Одухотворение вещей есть малосильное стремление стать Богочеловеком. Нет, скорее Человекобогом. Но им Набоков, к счастью, не стал и не мог стать. И, может быть, за это презирал сам себя, а чтобы не было совсем скучно, обрекал на презрение весь мир Божий, лежащий во зле не по воле Божьей. И так ли все-таки безумно зло?! Ибо сказано: «Хочешь быть мудрым в мире сем, будь безумным!»

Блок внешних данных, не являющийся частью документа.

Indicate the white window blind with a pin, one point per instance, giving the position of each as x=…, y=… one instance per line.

Теперь-то я понимаю, что несправедливо придирался к писателю, был зашорен воспоминаниями и россказнями о его непомерной гордыне. Конечно, великолепный Набоков был фрондер. И позволял, именно позволял себе фрондерство до конца дней своих. Но с гордыней он был в более сложных и страшных отношениях, чем нам, негордым, представляется. А любовь к предметам томила его не из-за презрения к человеку, а из-за разлучения с отчей землей, с языком отчим, с унижением земли и слова русского.

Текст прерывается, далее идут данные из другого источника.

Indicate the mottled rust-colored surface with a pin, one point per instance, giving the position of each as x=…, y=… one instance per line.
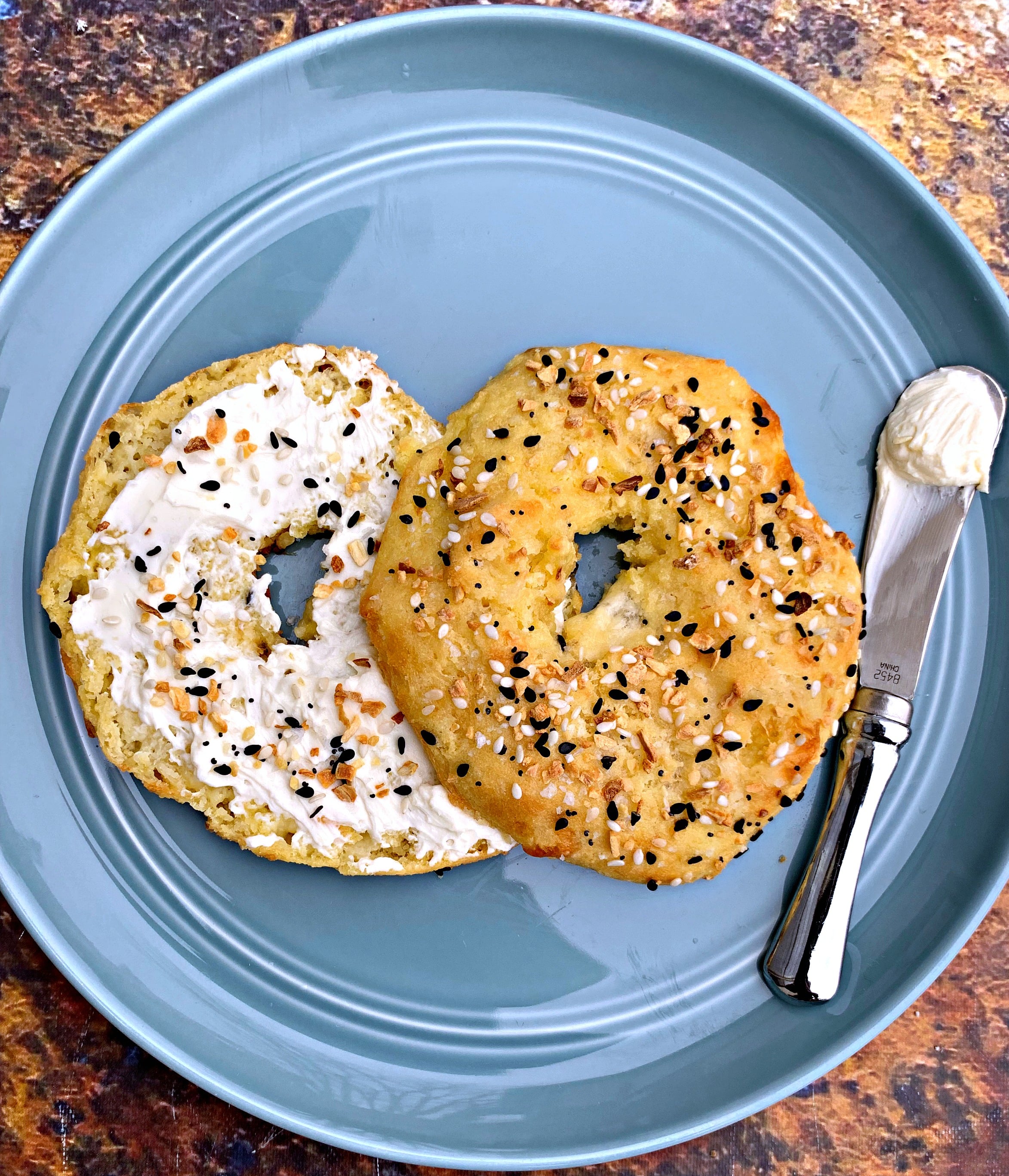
x=931, y=82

И сдается мне, что цеплялся он за предметы, как за якоря земного притяжения, дабы не сгинуть в чернодырье обессловленной пустоты космополитизма. Но опущу ради краткости изложения свои скромные размышления о Набокове, я же ведь вспоминаю, как нам с Рубцовым не удалось в свое время прочитать Набокова.

И вообще не зря сказано: скромность украшает скромного человека.

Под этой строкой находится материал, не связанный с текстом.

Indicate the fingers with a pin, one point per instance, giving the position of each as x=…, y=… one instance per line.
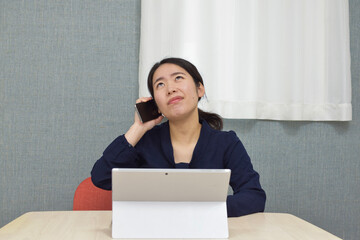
x=143, y=99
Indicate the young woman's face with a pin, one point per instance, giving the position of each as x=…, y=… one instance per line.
x=175, y=91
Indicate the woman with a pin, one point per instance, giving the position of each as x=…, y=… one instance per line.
x=191, y=138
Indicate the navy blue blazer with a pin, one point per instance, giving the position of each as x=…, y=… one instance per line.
x=214, y=150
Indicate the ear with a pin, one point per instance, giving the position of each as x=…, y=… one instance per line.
x=201, y=90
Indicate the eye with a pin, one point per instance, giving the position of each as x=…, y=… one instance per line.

А происходило наше непрочтение в 1966 году, или чуть позже. И Набоков был жив, здоров, исправно писал, и книги его исправно выходили на Западе, – и, наверное, весьма и весьма бы удивился, проведай, что в пыльной хрущобной Москве, в бедном общежитском застолье не всуе поминается его имя. А может, и порадовался бы без удивления – и, как знать, глядишь, и подвигся бы на посещение мрачной родины, а может, и на последнее возвращение.

И напрасно некий удачливый подражатель Набокова, нынешний литературный воротила, однажды уверял меня, что до массового растиражирования своих писательских опытов ведущими советскими издательствами не был знаком с прозой великого скитальца и даже был притесняем и гоним. Гоним, наверное, для массового издания в «Советском писателе» и «Лениздате» за непрочтение Набокова. Всем бы такое притеснение и гонение!

Да и совершенно не верится, что такой просвященный и породистый человек, как Андрей Битов, не имел доступа к запретным текстам. Если ж и у нас, сиволапых, имя Набокова было на слуху, то ему сам Бог повелел.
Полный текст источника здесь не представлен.